Gordon Brown spent a decade as chancellor, living for that time in Downing Street (actually above No 10), an unrivalled vantage point with which to observe the role of prime minister. But even he was shocked by how it had changed once he reached the top job.
“I wanted to see a rejuvenation of a more collective form of decision making,” he wrote in My Life, Our Times. “And in all candour, my attempts to move on from ‘sofa’ government perhaps inevitably fell short.
“In just about every area of central government,” he continued, “the media’s questions landed on the doorstep of No 10, no matter what the issue and which department was formally responsible. So, when I now look back at the decisions we made in these first few months and how we made them, and compare this with the decision-making process of my predecessors and successors, I can see how and why the role of prime minister has kept expanding and that of the cabinet has diminished ... the transformation of the media and public perceptions has magnified the role and personality of the prime minister as the public face of the government.
He concluded that “a restoration of what we traditionally thought of as cabinet government was simply not possible when the ingrained expectation was for the prime minister’s office to answer instantaneously the media’s questions on any remotely important government action ... no cabinet – not even one sitting in permanent session – could keep up with the demands for such instant responses.”
The late Lord Heywood of Whitehall was principal private secretary to Blair, and served very closely all his successors. In an interview, I asked him if he thought Blair was unconstitutional when it came to cabinet government?
“I’m not sure I would use the word unconstitutional. Obviously it’s the case that any prime minister has to decide how to use cabinet best. Some prime ministers have brought lots of issues to cabinet, including some controversial issues, and have used cabinet to resolve them,” he said.

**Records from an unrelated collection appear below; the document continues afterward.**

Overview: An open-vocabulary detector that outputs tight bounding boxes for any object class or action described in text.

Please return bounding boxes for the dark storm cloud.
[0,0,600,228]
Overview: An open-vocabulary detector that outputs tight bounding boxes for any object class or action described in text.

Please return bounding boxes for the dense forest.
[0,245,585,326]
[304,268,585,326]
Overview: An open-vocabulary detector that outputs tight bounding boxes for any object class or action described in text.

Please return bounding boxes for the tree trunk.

“Other prime ministers have used it to basically set out their own thoughts and haven’t really invited much debate. Different prime ministers use cabinet in different ways. Tony Blair’s cabinets were relatively short. Obviously, occasionally, we had long cabinets but in general they were pretty short. Would I call that unconstitutional? I think that’s a very pejorative word. He used other ways of keeping in touch with people, other ways of reaching conclusions on things, but he didn’t use cabinet in the conventional way, at that stage, the conventionally understood way cabinet would be used.”

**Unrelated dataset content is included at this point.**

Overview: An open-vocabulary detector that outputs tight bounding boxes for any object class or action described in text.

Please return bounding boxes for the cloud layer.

There are no laws when it comes to collectivity around the cabinet table. As Lord Butler, cabinet secretary from 1988-97, put it to another of my classes: “There’s nothing to say you must [operate cabinet government], you’re not going to be taken to the Supreme Court if you don’t.” But practicality demands a level of consultation and inclusivity, especially as the years turn and the going gets inevitably tougher, as it most surely did for Blair.
Heywood supported this point when he told me: “There are certain rules and conventions, obviously, and I think in the end if the prime minister wants to maintain a coherent government in which individual cabinet ministers are prepared to defend collectively what’s been agreed in the name of the government then he has to find a way of engaging them. You can’t not consult people, then expect them to go out and religiously defend everything the government is doing. So self-preservation in the end dictates that prime ministers do observe certain conventions and one of them is to allow collective discussion or at least collective written agreement to proposals.’
There we have it: the central challenge of collective responsibility in the 21st century – technological and thereby societal change has sped up government decision-making to a quite remarkable extent, but the verities of political power demand consultation. Shambles, anyone?